Millions of Australians withdrew their superannuation early, and now the Australian Tax Office (ATO) is zeroing in on those who took the money without being eligible.
The ATO will send 500 letters to Australians who accessed their superannuation under the government’s hardship scheme and ask for proof that those savers were eligible for the payment.
Under the scheme, Australians who required financial help to weather the Covid-19 crisis were eligible to withdraw up to $10,000 in the 2020 and 2021 financial years provided they were also unemployed, were eligible for JobSeeker, Youth Allowance or Parenting benefit.

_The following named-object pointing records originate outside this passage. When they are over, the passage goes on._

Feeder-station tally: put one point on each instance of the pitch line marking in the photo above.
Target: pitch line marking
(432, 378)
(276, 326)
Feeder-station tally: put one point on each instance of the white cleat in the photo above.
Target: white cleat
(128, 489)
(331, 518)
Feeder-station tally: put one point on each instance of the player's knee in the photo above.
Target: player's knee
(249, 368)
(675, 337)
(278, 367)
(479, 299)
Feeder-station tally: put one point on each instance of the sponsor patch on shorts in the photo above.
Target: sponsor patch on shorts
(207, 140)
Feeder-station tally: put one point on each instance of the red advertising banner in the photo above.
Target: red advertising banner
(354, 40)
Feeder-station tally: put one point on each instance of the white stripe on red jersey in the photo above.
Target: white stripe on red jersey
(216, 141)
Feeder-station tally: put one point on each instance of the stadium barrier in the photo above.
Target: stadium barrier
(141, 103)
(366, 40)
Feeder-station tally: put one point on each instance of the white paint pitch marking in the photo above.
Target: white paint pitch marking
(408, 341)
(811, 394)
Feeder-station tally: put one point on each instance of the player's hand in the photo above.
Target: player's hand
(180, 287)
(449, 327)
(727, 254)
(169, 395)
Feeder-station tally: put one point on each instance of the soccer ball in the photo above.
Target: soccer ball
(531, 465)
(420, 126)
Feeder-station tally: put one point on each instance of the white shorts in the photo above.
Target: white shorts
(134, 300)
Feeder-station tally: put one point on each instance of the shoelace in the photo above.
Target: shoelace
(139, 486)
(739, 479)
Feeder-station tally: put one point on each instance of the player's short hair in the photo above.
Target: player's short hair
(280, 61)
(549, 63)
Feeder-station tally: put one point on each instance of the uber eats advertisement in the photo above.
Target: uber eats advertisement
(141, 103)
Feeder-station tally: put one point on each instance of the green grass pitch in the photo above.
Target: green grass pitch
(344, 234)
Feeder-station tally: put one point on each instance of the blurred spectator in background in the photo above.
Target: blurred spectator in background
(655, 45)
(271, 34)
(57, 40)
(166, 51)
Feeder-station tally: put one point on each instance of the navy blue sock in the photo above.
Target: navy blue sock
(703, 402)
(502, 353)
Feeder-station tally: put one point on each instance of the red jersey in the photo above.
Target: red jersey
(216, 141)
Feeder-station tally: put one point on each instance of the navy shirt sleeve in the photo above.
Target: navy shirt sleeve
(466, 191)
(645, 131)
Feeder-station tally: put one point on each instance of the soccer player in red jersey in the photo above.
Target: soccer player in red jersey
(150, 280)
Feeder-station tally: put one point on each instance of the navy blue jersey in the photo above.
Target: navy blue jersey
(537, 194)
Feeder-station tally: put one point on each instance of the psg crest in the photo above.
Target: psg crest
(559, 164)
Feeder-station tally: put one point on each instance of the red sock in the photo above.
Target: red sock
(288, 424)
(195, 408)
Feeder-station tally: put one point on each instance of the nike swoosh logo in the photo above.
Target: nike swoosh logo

They were also eligible if they had been made redundant this year, their working hours were reduced by at least 20 percent or as a sole trader, their turnover fell by at least 20 percent.
“People who applied for this basically self-assessed, so they basically just ticked the box which applied to them,” H&R Block tax communications director Mark Chapman said, noting that there was no assessment from the ATO at the time.
“Now the ATO is going back and looking at some of those applications to see whether some people might have either deliberately or inadvertently taken the money out of superannuation when they didn’t meet those eligibility criteria.”
The ATO will randomly pick 500 taxpayers who have withdrawn their super and are now asking them for evidence.
Depending on how many people are found to be ineligible in this pilot test, the ATO may begin checking more Australians’ claims.
What will the ATO ask for?
The ATO will basically be asking for proof, Chapman said. That can be in the form of payslips, letters, rosters or emails from an employer, bank statements, business cash flow records, separation certificates, or a public notice that a business has closed. Similarly, documents confirming eligibility for income support payments will also be recognized.